Kurz-Animation/Experimentalfilm

„Fallen“, Buch: Ivan Morales Jr., Förderung: 25.000 Euro
Nach einem Unfall muss ein Mann mit Einschränkungen leben. Sein Alltag ist geprägt von Isolation und mühsamer Regeneration. Ein Selbst- und Gesellschaftsportrait, ein Animationsfilm über eine individuelle und kollektive Erfahrung. Der deutsch-brasilianische Künstler Ivan Morales Jr. studierte an der KHM und lebt seitdem in Köln.

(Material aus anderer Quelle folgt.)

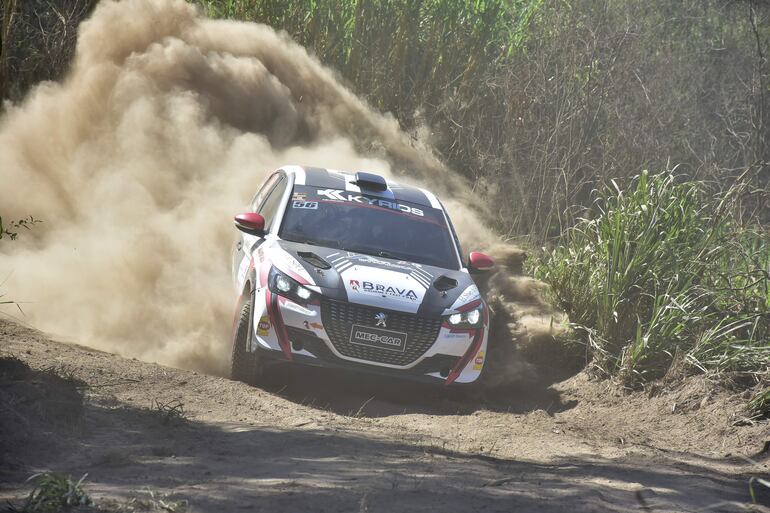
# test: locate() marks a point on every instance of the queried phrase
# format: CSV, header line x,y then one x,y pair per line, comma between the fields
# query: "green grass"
x,y
661,268
54,493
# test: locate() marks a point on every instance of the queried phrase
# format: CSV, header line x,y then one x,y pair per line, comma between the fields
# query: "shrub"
x,y
660,270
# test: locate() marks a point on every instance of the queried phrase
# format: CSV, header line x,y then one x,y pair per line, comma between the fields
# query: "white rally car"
x,y
352,271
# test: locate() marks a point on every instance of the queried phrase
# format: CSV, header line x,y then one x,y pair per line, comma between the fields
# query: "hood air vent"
x,y
314,260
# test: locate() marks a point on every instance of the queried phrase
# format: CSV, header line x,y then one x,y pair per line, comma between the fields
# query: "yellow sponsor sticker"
x,y
263,328
479,361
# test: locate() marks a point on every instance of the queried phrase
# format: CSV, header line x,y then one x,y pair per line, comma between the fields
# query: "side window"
x,y
270,206
263,192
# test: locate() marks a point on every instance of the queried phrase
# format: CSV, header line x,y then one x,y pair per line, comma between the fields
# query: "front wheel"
x,y
245,366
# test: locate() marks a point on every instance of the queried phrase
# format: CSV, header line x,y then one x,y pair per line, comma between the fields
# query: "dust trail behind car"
x,y
137,161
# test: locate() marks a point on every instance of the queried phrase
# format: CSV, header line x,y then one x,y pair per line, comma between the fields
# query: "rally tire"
x,y
245,366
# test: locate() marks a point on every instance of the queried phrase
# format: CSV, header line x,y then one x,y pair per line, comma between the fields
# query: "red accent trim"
x,y
480,261
274,312
250,221
469,306
470,353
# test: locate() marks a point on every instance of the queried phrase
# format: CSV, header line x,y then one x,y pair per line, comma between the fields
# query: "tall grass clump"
x,y
660,272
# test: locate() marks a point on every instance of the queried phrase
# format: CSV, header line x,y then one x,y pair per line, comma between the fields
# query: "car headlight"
x,y
469,319
288,287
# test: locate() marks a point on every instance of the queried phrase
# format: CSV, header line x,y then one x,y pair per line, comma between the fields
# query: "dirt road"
x,y
313,441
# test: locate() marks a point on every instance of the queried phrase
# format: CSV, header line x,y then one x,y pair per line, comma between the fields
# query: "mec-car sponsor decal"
x,y
375,337
264,326
338,195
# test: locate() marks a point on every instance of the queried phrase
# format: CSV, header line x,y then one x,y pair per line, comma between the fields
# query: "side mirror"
x,y
479,262
251,223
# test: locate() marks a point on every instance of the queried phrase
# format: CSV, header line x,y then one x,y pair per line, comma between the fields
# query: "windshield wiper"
x,y
367,251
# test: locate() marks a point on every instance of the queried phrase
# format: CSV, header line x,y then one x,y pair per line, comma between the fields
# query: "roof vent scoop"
x,y
444,283
370,181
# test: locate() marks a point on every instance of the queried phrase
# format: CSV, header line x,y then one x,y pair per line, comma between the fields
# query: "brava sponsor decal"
x,y
338,195
383,290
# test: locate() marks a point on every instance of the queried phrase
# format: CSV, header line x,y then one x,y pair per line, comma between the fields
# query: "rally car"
x,y
352,271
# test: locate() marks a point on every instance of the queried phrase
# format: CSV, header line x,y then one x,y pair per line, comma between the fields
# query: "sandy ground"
x,y
317,441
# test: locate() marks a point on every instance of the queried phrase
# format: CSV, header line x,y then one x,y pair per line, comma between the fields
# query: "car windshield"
x,y
368,224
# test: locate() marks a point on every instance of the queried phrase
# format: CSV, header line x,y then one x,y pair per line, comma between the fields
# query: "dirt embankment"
x,y
317,441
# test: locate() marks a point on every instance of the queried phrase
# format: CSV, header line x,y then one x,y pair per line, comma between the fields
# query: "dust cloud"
x,y
136,162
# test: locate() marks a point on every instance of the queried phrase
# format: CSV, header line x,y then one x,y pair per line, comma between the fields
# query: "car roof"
x,y
333,179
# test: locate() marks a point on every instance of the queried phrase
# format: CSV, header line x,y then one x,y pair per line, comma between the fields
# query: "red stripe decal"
x,y
274,312
469,306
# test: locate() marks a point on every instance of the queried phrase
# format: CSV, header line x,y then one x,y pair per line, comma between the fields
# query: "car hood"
x,y
380,282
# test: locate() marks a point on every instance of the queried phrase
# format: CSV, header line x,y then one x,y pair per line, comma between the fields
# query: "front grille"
x,y
339,317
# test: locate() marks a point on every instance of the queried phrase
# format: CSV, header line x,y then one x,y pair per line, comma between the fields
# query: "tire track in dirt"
x,y
320,442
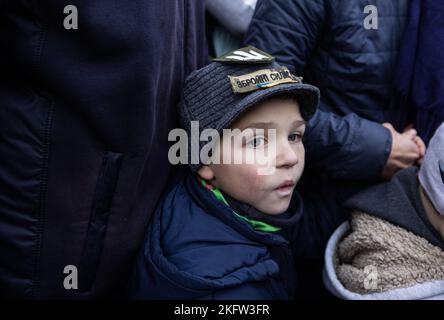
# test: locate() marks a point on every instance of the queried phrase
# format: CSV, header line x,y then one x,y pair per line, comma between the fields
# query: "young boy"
x,y
225,232
394,246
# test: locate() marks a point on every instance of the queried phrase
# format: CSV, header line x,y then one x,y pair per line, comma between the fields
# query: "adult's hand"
x,y
421,145
405,151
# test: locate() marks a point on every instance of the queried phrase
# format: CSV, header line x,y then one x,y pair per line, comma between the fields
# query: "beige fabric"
x,y
378,256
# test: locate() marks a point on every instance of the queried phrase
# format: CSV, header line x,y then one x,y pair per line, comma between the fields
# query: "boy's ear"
x,y
206,173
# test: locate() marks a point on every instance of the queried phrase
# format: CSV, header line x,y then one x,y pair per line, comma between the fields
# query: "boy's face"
x,y
268,193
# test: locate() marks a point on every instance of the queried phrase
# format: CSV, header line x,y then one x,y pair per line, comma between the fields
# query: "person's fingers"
x,y
411,133
410,126
388,126
421,146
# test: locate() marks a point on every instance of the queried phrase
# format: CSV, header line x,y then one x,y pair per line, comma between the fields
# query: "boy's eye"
x,y
256,142
295,137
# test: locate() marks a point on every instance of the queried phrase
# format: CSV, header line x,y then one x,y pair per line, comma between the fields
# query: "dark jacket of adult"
x,y
84,120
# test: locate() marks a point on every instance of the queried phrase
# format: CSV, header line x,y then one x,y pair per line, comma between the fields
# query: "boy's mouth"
x,y
285,188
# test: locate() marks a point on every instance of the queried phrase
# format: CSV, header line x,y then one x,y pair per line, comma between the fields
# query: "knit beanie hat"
x,y
219,93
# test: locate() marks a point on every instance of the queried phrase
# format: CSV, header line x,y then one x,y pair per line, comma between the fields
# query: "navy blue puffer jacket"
x,y
196,248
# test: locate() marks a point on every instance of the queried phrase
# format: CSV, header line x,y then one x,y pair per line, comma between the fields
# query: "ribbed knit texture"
x,y
209,98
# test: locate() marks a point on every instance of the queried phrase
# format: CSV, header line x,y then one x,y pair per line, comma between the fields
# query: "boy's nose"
x,y
286,156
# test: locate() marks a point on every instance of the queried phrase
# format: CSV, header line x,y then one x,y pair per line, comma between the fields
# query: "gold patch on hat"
x,y
262,79
247,55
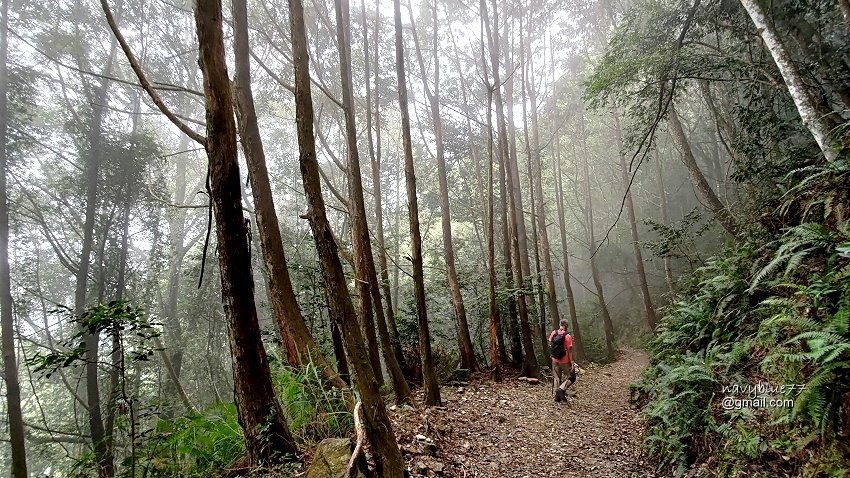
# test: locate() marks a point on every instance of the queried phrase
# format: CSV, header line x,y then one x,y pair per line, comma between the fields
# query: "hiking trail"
x,y
515,429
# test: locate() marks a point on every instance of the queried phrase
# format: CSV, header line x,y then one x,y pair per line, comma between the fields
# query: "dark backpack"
x,y
557,350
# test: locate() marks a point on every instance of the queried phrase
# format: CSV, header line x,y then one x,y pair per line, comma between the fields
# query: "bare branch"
x,y
146,85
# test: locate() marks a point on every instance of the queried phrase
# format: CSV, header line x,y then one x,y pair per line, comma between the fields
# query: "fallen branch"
x,y
361,435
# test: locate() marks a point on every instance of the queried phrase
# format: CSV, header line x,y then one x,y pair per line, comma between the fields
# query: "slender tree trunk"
x,y
267,438
578,343
706,193
375,155
530,366
378,426
844,6
176,233
356,210
648,309
514,179
429,375
816,121
665,219
7,321
498,353
512,318
497,347
298,343
467,354
91,173
607,324
543,234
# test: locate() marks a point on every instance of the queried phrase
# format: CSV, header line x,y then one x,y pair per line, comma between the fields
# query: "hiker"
x,y
563,366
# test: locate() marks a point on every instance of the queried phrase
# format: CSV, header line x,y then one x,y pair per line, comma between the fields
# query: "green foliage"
x,y
776,315
198,445
211,442
313,410
117,319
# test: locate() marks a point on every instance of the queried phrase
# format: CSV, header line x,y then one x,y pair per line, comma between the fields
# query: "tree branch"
x,y
146,85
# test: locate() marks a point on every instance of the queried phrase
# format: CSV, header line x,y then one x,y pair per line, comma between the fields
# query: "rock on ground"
x,y
331,459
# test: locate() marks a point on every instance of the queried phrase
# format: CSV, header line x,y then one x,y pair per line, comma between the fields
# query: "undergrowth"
x,y
767,323
768,320
210,443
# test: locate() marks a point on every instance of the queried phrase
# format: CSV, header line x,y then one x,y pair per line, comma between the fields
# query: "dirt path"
x,y
515,429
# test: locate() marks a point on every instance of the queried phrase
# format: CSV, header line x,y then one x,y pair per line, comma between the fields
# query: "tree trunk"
x,y
7,321
432,389
514,180
665,220
530,367
91,173
543,234
375,155
298,343
648,309
578,343
369,292
467,354
378,425
816,121
176,233
706,193
356,210
497,347
607,324
512,318
267,438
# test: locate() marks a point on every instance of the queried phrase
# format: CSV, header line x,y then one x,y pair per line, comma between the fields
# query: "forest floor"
x,y
516,429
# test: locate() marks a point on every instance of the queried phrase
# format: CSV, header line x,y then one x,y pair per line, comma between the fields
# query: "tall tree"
x,y
607,324
91,177
267,438
537,181
467,354
368,288
298,343
374,146
704,190
648,308
578,343
379,429
429,375
808,105
7,322
665,220
530,366
368,309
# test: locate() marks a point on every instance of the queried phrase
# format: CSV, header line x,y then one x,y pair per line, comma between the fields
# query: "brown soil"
x,y
515,429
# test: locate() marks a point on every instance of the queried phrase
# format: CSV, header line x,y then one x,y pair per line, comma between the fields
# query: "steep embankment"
x,y
515,429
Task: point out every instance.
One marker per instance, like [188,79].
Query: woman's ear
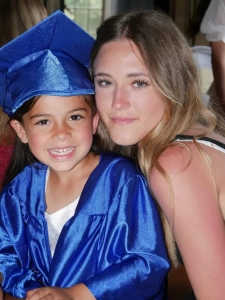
[95,122]
[20,131]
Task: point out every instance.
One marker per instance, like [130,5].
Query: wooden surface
[178,286]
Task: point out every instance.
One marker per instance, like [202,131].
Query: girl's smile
[59,131]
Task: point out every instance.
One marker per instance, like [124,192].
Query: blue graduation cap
[51,58]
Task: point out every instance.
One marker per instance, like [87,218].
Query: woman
[148,95]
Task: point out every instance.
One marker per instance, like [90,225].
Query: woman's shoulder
[119,162]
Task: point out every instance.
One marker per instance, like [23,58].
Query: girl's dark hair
[22,156]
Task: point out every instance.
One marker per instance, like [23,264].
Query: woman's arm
[198,224]
[218,65]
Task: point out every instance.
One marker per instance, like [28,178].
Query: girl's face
[59,131]
[127,102]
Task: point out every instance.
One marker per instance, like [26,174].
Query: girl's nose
[61,133]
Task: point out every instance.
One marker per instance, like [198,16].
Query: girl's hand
[77,292]
[50,293]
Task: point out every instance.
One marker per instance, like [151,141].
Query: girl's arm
[198,223]
[77,292]
[17,275]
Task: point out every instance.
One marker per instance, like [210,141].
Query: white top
[58,219]
[213,23]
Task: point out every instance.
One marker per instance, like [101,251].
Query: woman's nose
[120,100]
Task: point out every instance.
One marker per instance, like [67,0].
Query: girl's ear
[18,127]
[95,123]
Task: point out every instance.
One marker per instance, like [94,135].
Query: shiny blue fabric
[113,244]
[52,58]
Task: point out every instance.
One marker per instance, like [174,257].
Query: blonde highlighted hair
[172,69]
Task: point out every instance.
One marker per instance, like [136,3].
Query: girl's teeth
[62,152]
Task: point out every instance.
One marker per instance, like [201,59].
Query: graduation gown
[113,244]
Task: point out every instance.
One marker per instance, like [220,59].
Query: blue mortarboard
[52,58]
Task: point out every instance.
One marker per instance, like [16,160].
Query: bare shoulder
[187,176]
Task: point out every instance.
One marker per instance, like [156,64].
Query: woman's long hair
[172,69]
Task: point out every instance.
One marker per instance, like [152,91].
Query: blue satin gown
[113,244]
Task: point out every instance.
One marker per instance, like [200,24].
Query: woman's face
[127,101]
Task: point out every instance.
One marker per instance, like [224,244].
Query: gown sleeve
[15,268]
[134,243]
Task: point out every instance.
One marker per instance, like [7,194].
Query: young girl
[15,18]
[74,224]
[148,95]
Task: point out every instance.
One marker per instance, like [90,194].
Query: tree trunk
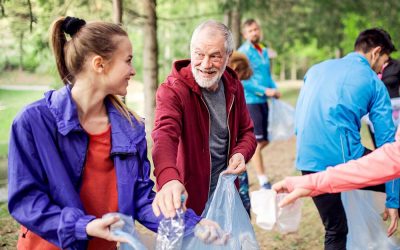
[293,69]
[117,11]
[150,61]
[235,24]
[282,72]
[21,51]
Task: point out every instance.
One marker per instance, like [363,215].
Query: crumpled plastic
[226,209]
[170,232]
[367,231]
[281,117]
[125,227]
[269,216]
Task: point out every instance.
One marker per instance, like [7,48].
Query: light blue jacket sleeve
[250,86]
[380,115]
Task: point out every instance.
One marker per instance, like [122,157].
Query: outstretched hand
[100,228]
[237,164]
[168,199]
[393,214]
[210,232]
[280,187]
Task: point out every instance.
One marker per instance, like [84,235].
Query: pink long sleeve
[381,165]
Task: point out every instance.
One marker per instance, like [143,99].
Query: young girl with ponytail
[79,152]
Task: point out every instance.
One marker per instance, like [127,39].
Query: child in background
[79,152]
[241,65]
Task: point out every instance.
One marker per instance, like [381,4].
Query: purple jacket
[47,155]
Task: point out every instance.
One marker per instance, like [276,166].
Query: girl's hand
[100,228]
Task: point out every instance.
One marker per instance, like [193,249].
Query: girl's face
[119,69]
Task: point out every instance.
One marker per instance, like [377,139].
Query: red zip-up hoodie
[181,132]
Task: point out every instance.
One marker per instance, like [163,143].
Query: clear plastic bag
[125,228]
[280,121]
[288,217]
[170,232]
[366,228]
[227,210]
[270,216]
[263,205]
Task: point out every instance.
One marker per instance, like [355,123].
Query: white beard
[207,82]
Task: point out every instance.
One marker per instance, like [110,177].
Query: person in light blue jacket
[257,89]
[335,95]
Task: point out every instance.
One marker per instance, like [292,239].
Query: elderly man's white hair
[219,27]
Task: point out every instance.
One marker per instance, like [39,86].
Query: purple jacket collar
[124,137]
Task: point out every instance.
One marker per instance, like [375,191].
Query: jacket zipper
[229,131]
[25,233]
[84,162]
[348,144]
[209,154]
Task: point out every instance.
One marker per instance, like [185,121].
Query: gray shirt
[219,134]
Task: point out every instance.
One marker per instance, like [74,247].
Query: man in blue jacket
[335,95]
[257,89]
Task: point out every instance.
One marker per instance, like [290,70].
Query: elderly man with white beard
[202,126]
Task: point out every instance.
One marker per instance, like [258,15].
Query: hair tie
[71,25]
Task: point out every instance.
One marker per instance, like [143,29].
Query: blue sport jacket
[255,86]
[47,154]
[335,96]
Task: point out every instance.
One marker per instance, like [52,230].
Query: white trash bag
[281,119]
[367,231]
[226,209]
[270,216]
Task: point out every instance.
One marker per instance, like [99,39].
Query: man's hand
[100,228]
[210,232]
[280,187]
[168,199]
[272,93]
[237,164]
[394,219]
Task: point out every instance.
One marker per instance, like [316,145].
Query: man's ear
[97,64]
[375,52]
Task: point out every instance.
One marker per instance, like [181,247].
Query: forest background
[298,33]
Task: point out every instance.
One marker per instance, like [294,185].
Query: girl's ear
[97,64]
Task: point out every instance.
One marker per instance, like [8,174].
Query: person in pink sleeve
[355,174]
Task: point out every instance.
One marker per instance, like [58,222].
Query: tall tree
[150,61]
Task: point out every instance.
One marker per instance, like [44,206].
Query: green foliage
[304,31]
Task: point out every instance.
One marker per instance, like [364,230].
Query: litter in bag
[263,204]
[366,228]
[170,232]
[281,119]
[125,228]
[226,209]
[270,216]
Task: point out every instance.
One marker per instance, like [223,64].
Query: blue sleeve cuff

„…und der Sünder bereut“, Buch: Marion Kellmann, Förderung: 25.000 Euro
Einen ganz besonderen Heimatfilm als experimenteller Found Footage Film montiert die Kölner Filmemacherin Marion Kellmann. Ein Film über Klischee, Moral und Manipulation. Für den Film seziert sie Heimatfilme und verknüpft sie in einer pleonastischen Montage ähnlicher Szenen neu. Durch die Wiederholung der ähnlichen Szenen verdichtet sich die Thematik und der Kompilationsfilm macht so die Manipulation sichtbar. Kellmann studierte u.a. an der KHM.

Postproduktionsförderung

„Tarantism Revisited“, Buch und Regie: Anja Dreschke und Michaela Schäuble,
Förderung: 19.000 Euro
Ein essayistischer Film über den süditalienischen Tarantismus. Einst als „Tanzwut“ oder „Choreomanie“ bezeichnet, waren die Betroffenen meist Frauen, deren Anfälle und Ekstasen auf den Biss einer Giftspinne zurückgeführt wurden. Die Regisseurinnen kombinieren Briefe einer Betroffenen aus den 1950er Jahren und audiovisuelles Archivmaterial mit einer Spurensuche nach den heutigen Varianten, Erklärungen und Aufführungen des Tarantismus in Apulien. Anja Dreschke studierte u.a. an der KHM.

Drehbuchförderung

„Retreat“, Buch: Alisa Berger, Förderung: 10.000 Euro
Ein Haufen spätpubertierender weiblicher Instagram-Stars mit gebrochenen Herzen und Egos landen in einem strengen, in der Natur abgeschiedenen Retreat-Zentrum, wo sie nicht nur ihrer Handys, sondern nach und nach auch ihrer Privatsphäre beraubt werden. Anfangs bekriegen sich die Mädchen, bis seltsame Vorfälle im Zentrum sie misstrauisch machen und sie versuchen, sich zu verbünden. Alisa Berger, KHM-Absolventin, ist ebenfalls Mitgründerin der Kölner Produktionsfirma Fortis Fem Film.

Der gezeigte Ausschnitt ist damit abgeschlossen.